How can this happen when we deliberately lie to them about Judaism's view on Christianity? Christianity is, at best, a serious error. And according to the majority of Jewish sources over the past 2000 years, it is idolatry. Yes, there are apologists who maintain that the Talmudic category of shituf means that Christianity is only idolatry for Jews. That non-Jews may practice it without violating the laws of God. But this is quite simply not the case. At the end of this post, I'll explain what shituf is, and how it is so often misunderstood.
We should never allow Christian Zionists to think that we accept them as they are. Those who wish to support us in full knowledge that Judaism places their Christian worship outside the pale should be praised for that support. But only as individuals. To form any sort of bond with an organization that supports Christian worship is a grievous sin.
There are individuals who are religious Jews, but have invested themselves heavily in support of Christian groups. Knesset member Danny Danon and the Likud's Sagiv Assulin are two such. Gidon Ariel, founder of the Holy City Prayer Society and Root-Source, as well as the Facebook groups "Jews Who Love Christians Who Love Jews (And The Christians Who Love Them)" and "I Belong to a Pro-Israel Church" is another. All three appear to be sincere in the believe that flattering Christian Zionists in return for their support of Israel is justifiable. And none of them seem to be concerned that idolatry, which Christian worship certain is, is the very antithesis of Judaism and of everything the Jewish people have stood for since we stood at Mount Sinai.
I suspect that the reason pressure isn't put on these three to stop their courting of Christian Zionists is a purely pragmatic one. If it doesn't work, nothing has been lost, and if it does work, well then, we have more support for Israel. But that sort of pragmatism is not the Jewish way.
I hope that everyone reading this article will take some time to write to Danon, Assulin and Ariel, and tell them that we do not want support at this price.
MK Danny Danon
I haven't been able to find contact information for Assulin, but if someone reading this has it, I'd appreciate you passing it on.
Now to the issue of shituf. In the middle ages, a question arose about making partnerships with Christians. See, very often, when you entered into a partnership, it required oaths to be taken. And even though the standard phrasing referred to God, if the person saying God has Baal or Marduk in mind, then just making the oath is an act of idolatry. The question was, since Christianity is idolatry as well, how can a Jew enter into a partnership with a Christian, thus causing the Christian to commit an act of idolatry when making an oath.

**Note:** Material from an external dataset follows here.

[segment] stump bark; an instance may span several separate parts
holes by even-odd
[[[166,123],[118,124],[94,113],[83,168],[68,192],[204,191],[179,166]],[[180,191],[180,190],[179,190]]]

The Talmud in Tractate Sanhedrin 63b says:
Tosfot there says:
It is forbidden to make a partnership with an idolator, lest he be required to take an oath and swear by the subject of his idolatry.
In these days [Christian Europe], they all swear by their saints without considering them deities. And even though when they swear in God's name their intent is for something else (the Christian deity), nevertheless, they are not using the name of a subject of idolatry. Also, their intent is to the Creator of heaven, and even though they combine God's name with something else (the Christian deity), we do not find that it is forbidden to cause someone else to combine (God's name and an idolatry deity's name), and there is no prohibition of causing a non-Jew to violate the law.
In other words, when a Christian swears in God's name, even though we know that he is including JC in that oath, so long as he uses the name God and not the name JC, it's okay. But this is a far cry from the fringe minority view that suggests non-Jews are actually permitted to worship other deities so long as they do so only in association with God.